The fact is that reconstruction is expensive. But, it is worthwhile. Examples from other countries have proved it. The government, which supports such a project, has to be very efficient, honest and decent, determined and decisive. Decisiveness develops like a muscle. Practice is needed. It may again lose its position (especially in the first phase of the reconstruction). Maybe, because of this, the fastest and most efficient reconstruction is to be found in countries with half-dictatorial or dictatorial regimes, which have strong positions of non-democratic fundamentals. But, this does not mean that democratic governments cannot finish such a project with success and be rewarded for it by the voting citizenry.
The question how the state will finance such a project arises. I think that RM is still in the phase when it has superb possibilities to adopt such a policy. RM, luckily, still has a lot of state property. Above all, I would mention here the public companies. With their sale, without any problem, the project "economic reconstruction" can be financed. So, for example, at this moment, it is known that the state will receive about $800-900 million for the telecommunications company. Imagine that one half of this money will be invested in the Bank for export development and support and the second half will be used to compensate for the budget expenditures caused by the tax holidays and stimuli for supporting exports, providing bonuses, etc. It is understood that this method of financing budget expenditures would be for a limited period of time for two reasons: 1) In the short and medium terms, the financial resources arising from the sale of the state's companies are limited and can only suffice for a limited period of 5 to10 years, 2) In the longer run, the economic reconstruction would require from 10 to 15 years.

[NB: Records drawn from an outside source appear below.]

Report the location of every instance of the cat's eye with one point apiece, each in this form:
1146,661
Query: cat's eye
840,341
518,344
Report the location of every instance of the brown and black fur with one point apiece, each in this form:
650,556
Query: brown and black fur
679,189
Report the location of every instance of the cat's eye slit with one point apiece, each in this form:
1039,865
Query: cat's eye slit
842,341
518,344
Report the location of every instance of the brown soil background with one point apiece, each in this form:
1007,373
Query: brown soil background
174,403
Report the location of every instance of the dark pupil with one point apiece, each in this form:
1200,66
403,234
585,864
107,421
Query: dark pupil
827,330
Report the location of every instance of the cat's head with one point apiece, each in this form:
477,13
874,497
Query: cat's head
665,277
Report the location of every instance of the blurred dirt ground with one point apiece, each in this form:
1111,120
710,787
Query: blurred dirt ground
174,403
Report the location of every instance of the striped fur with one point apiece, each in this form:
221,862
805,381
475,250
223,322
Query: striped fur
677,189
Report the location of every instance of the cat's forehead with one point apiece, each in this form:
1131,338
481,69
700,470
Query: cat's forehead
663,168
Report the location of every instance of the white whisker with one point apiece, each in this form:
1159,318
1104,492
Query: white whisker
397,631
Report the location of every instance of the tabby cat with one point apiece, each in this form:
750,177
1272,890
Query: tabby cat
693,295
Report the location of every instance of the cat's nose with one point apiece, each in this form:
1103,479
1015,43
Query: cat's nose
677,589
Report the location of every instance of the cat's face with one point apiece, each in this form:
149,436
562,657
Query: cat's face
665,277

If administered as foreseen, there will be a possibility for the establishment and development of new successful firms (which today don't exist or have low profitability, which, on the other hand, translates to low tax receipts), which by opening new production and export businesses with the help of the new state policy, will start to gradually fill in the void in the budget created as a result of export bonuses, exemptions, relief, etc. (which I have mentioned above as measures for economic reconstruction). So, for example, if one company operates today with a profit of 100.000 DM yearly, and with the new state measures (an easier access to credits for production, exports and tax holidays on a similar basis) it will increase its business and make a profit of a half million DM, this means that the state will receive about five times more financial resources from taxes.

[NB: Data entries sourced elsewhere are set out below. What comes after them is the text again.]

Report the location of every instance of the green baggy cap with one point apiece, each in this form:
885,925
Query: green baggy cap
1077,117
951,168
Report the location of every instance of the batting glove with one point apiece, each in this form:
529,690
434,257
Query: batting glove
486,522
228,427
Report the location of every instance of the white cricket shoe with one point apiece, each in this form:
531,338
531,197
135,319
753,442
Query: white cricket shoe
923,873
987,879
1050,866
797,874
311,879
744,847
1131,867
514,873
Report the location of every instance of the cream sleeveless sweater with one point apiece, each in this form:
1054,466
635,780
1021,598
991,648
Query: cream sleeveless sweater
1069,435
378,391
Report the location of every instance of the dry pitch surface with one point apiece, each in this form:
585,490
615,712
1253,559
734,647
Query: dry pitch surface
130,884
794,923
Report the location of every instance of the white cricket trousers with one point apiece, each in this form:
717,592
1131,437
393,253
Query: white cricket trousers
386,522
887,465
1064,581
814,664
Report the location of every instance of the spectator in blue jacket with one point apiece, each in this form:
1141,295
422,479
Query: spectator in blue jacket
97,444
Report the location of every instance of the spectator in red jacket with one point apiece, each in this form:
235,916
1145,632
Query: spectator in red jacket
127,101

But, not to forget that in this example we discuss only the money, which RM will receive from the selling of the Telecommunication Company.

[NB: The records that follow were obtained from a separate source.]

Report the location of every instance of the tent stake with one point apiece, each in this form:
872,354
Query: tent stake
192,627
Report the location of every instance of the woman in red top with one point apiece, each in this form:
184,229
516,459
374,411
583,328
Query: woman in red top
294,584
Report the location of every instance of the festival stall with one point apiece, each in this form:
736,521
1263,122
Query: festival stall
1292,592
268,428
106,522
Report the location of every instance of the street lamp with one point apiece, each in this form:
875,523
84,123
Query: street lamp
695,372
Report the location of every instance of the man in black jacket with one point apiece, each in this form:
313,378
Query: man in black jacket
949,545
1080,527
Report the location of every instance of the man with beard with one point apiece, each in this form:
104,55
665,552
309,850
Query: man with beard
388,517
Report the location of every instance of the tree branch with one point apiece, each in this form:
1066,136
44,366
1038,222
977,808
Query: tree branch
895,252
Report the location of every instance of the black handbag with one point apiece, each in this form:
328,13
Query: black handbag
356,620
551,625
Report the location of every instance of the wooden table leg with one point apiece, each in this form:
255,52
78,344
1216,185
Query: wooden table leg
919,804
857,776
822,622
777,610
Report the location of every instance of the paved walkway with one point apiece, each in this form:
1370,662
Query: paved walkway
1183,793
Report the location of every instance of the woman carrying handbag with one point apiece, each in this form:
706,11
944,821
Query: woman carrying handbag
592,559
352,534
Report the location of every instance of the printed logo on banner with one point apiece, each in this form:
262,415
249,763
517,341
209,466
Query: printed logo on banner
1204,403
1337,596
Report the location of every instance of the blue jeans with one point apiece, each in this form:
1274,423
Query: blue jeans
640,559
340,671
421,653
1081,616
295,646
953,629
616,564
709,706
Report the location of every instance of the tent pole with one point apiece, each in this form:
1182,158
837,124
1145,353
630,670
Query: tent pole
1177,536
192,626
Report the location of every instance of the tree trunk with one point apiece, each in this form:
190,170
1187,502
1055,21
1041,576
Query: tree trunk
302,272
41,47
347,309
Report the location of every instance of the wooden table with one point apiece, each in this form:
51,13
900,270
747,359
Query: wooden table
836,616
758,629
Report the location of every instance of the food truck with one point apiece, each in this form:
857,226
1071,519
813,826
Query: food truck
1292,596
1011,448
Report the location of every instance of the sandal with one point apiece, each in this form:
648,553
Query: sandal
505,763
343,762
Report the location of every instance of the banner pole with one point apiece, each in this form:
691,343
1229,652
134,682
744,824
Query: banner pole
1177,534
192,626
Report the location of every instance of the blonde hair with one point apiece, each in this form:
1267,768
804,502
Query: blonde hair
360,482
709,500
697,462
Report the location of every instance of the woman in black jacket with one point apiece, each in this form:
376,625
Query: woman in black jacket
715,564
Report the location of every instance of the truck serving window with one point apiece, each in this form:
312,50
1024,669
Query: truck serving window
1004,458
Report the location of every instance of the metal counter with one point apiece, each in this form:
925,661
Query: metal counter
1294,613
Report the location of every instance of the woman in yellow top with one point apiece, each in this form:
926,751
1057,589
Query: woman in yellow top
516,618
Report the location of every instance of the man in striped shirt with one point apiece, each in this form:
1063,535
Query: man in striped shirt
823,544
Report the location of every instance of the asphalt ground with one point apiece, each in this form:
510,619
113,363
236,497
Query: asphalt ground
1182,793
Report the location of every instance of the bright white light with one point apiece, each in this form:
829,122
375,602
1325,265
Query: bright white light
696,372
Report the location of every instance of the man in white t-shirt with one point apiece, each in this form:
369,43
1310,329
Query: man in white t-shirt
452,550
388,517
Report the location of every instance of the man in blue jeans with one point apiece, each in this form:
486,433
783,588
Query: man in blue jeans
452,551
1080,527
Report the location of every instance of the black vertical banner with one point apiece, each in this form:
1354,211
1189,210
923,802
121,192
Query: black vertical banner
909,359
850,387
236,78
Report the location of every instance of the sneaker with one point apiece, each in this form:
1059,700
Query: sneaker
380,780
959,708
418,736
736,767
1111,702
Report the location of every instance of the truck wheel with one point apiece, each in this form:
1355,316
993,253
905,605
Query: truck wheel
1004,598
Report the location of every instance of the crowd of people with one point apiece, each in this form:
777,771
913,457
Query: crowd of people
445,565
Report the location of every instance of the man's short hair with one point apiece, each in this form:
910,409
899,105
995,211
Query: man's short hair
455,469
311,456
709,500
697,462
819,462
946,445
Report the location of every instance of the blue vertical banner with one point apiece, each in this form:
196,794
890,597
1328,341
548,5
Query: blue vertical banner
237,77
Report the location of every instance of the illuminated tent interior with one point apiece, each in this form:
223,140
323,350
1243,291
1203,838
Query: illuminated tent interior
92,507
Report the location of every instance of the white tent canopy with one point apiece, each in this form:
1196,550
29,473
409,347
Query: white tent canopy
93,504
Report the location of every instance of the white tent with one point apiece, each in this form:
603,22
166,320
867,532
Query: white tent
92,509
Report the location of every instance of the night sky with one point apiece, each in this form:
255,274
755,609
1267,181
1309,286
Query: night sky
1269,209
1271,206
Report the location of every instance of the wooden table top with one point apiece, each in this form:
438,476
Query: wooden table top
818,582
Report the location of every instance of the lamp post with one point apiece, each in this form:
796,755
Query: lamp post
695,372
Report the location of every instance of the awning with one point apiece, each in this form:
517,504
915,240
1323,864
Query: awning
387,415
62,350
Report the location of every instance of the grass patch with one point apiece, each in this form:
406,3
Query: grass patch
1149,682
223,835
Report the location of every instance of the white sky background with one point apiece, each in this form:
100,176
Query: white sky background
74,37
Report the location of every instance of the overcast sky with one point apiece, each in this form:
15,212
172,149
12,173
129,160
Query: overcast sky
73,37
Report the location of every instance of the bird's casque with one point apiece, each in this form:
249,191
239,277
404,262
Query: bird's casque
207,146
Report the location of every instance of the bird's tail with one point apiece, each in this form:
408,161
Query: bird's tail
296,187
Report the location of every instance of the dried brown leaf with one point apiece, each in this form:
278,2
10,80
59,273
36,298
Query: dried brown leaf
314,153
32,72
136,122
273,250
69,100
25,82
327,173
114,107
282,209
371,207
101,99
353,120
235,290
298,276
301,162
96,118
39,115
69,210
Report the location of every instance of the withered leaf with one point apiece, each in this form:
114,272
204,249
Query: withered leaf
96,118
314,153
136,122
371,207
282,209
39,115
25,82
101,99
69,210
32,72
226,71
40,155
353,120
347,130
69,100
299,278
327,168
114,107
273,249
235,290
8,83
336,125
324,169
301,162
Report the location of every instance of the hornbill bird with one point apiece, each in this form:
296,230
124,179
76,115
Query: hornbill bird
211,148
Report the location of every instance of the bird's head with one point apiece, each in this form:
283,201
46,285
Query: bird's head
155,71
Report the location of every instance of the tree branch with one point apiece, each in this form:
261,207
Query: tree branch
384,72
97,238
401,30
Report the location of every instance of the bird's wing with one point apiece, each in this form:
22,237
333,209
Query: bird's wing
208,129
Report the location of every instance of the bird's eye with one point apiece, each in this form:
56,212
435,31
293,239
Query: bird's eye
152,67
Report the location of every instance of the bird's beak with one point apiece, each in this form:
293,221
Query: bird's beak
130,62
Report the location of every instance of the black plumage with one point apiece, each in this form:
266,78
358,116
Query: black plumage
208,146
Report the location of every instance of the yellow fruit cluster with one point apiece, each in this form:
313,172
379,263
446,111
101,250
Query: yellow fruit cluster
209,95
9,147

If we add to this the financial resources resulting from the sale of the electricity utility, railways, post office, state owned hotels, community enterprises and others which in more sophisticated countries in the last 10 years are subject to a trend of privatization... We are on our way to conclude that RM has a historical chance to reconstruct its economy, to become export-oriented and with high quality products and services.